Tanks and the Bangas have a gift for physically engaging getting their audiences throughout their shows.

tank and the bangas photo for My Spilt Milk by Steph Catsoulis
Tarionna "Tank" Ball, by Steph Catsoulis

This year, Tank and the Bangas moved audiences and moved bodies more consistently than most performers in New Orleans. They have catapulted to a new level of stardom following their NPR Tiny Desk Competition win, and their sets have become both more chaotic and more tightly rehearsed, but with an energy that keeps the audience constantly and almost involuntarily dancing.

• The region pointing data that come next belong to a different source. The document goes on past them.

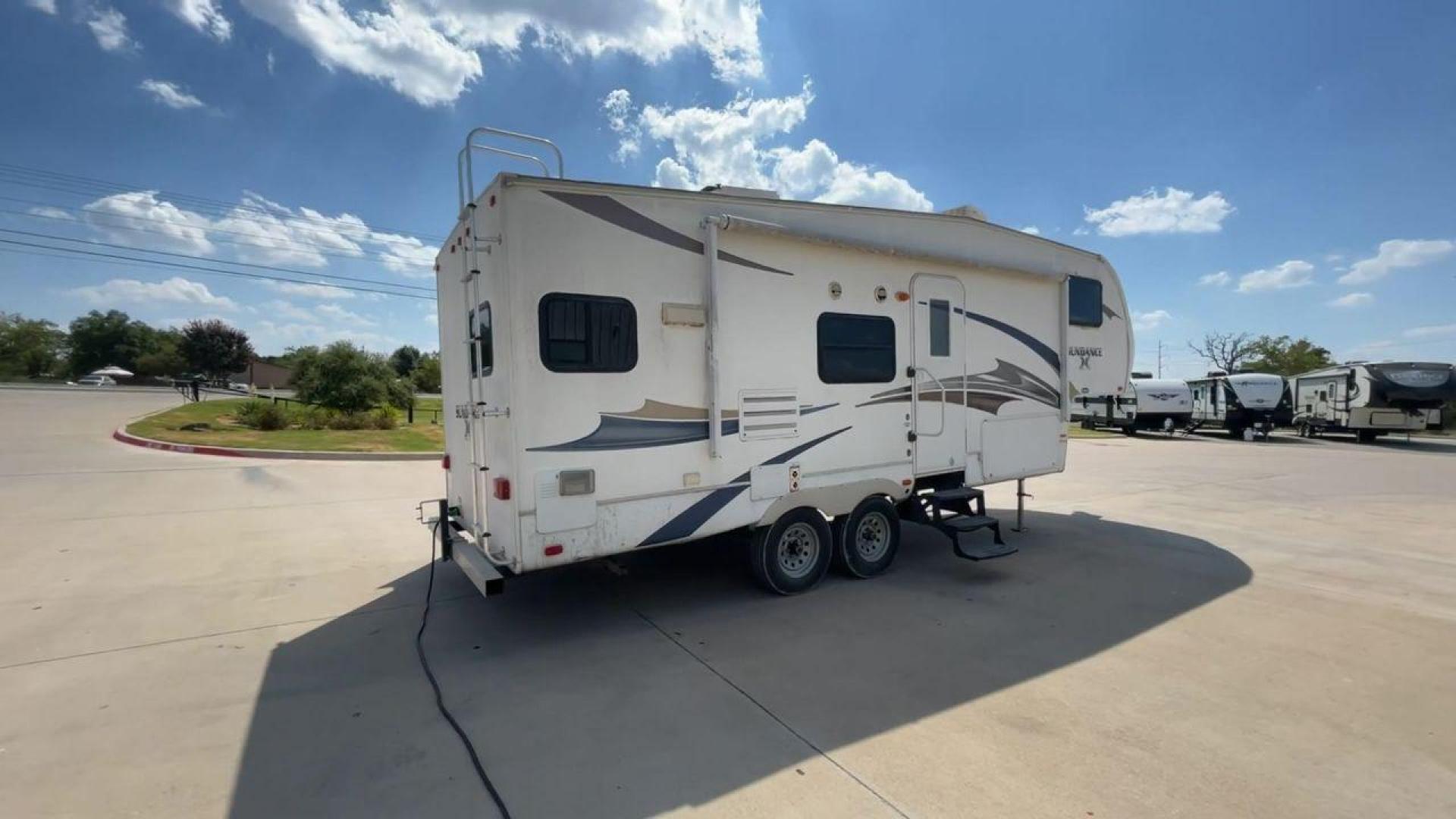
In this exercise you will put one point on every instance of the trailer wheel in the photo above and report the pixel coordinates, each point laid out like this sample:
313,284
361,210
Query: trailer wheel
868,538
792,554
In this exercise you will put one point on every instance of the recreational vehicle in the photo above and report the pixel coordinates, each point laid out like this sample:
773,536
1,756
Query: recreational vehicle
1161,404
628,368
1244,404
1369,400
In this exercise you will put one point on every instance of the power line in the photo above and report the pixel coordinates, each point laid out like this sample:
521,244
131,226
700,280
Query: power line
215,261
88,186
209,270
280,243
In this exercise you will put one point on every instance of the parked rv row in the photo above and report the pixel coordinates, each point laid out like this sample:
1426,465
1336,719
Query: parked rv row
1363,398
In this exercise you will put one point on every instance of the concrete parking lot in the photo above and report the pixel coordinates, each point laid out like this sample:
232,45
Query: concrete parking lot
1193,627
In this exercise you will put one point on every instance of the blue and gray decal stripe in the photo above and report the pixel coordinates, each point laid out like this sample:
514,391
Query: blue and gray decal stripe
617,213
693,518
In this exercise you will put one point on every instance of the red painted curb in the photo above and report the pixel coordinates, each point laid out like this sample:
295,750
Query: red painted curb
274,453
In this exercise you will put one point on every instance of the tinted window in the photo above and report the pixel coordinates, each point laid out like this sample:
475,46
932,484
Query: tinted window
587,334
1085,300
940,327
856,349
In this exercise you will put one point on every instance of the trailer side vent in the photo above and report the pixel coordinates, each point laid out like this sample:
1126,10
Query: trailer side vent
767,414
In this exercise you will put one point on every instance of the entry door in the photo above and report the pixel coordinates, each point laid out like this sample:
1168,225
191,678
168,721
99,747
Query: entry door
938,397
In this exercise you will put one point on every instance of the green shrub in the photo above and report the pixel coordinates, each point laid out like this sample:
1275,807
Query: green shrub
312,417
382,419
343,376
249,411
273,417
262,416
350,422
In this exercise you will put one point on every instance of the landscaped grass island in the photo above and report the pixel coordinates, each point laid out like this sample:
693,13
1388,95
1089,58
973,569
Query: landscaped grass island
224,428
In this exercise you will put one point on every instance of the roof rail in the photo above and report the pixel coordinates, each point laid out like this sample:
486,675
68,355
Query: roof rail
465,172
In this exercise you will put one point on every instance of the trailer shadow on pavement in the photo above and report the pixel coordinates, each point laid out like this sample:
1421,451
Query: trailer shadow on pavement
673,681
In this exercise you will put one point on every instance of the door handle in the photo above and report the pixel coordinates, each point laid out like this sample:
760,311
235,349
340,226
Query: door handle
915,391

I’ve been attending their shows for years, and while their pre-NPR-win shows were still high energy and unique, they felt as though the set had more room to breathe, and the band was still finding the exact direction each show would go in. Now, it is clear that they have a tighter grip on the flow of their crafted, chaotic energy. Their sets are now more practiced and mastered, but that doesn’t make them any less high energy or unique. Each show feels distinctly intimate, so much so that the crowds clearly feel comfortable enough to move their bodies freely.

The band began its December 12 show at The Howlin’ Wolf with “Crazy,” and it’s one of their most high energy songs. It set the tone for the audience to jump around with them for the duration of the show, and the cover of Kendrick Lamar’s “Levitate” further excited the crowd. The setlist was very similar to one they’ve been touring with, but part of Tank and The Bangas' gift right now is to make a very familiar--to them--setlist feel special and intimate.

As they moved into “Quick,” the song that won them the NPR competition, they kept it enough the same to attract listeners who recognize them from that, but changed it enough to make the performance feel alive. It was recognizable but hard to predict and sing along to. The band slowed down and dragged out the song, repeating “Oh my god, my goodness gracious" until it felt like an entirely different song. While that isn’t always ideal, Tank and The Bangas were attentive and in tune with the audience, so much so that everyone in the crowd followed along diligently and never stood still.

The audience oscillated between being irrelevant to the performance and the most crucial part of it. As an audience member, this created a level of both anonymity and vitality, and everyone begins to work together as a unit. Even veterans of their shows acted like they were is experiencing the band and its relationship to the audience for the first time.

Tank and The Bangas build an energy that feels impossible to not dance to. Their power is in accessing the audience’s relationship to their own body. Their unpredictability and fervor is contagious and seems to overstimulate the senses just enough that the only release is through dance. Their sets are genre-blending and fast-paced, but the underlying connection through it all is that it moves the audience to movement. At their shows, they jump from one thing to the next so quickly it gives you little room to think or be self-conscious about anyone else besides you and your own body.

Even though they were the headlining act, the set was only about 40 minutes, and was close to the setlist they’ve been using as an opening act, but it felt tight and complete as it was. They treated their New Orleans crowd as they would any other crowd, but that didn’t make the set feel disingenuous. Of all of the individual audiences I’ve been a part of at their shows, not one has ever felt the same, and each has been given a unique attention.

Nearing the end of the set, they invited audience members on stage and performed Nirvana's “Smells Like Teen Spirit.” The song fit into a tumultuous genre hybrid of funk, spoken word, hip hop, and soul, and here they attempted to layer this even further by adding grunge tone that their primarily millennial fan base resonates with. Everyone on stage appeared to be between 20 and 30, and jumped and thrashed with a frustration that is most pronounced in early adulthood. The stage, and venue at large, became a place find refuge in one’s own body.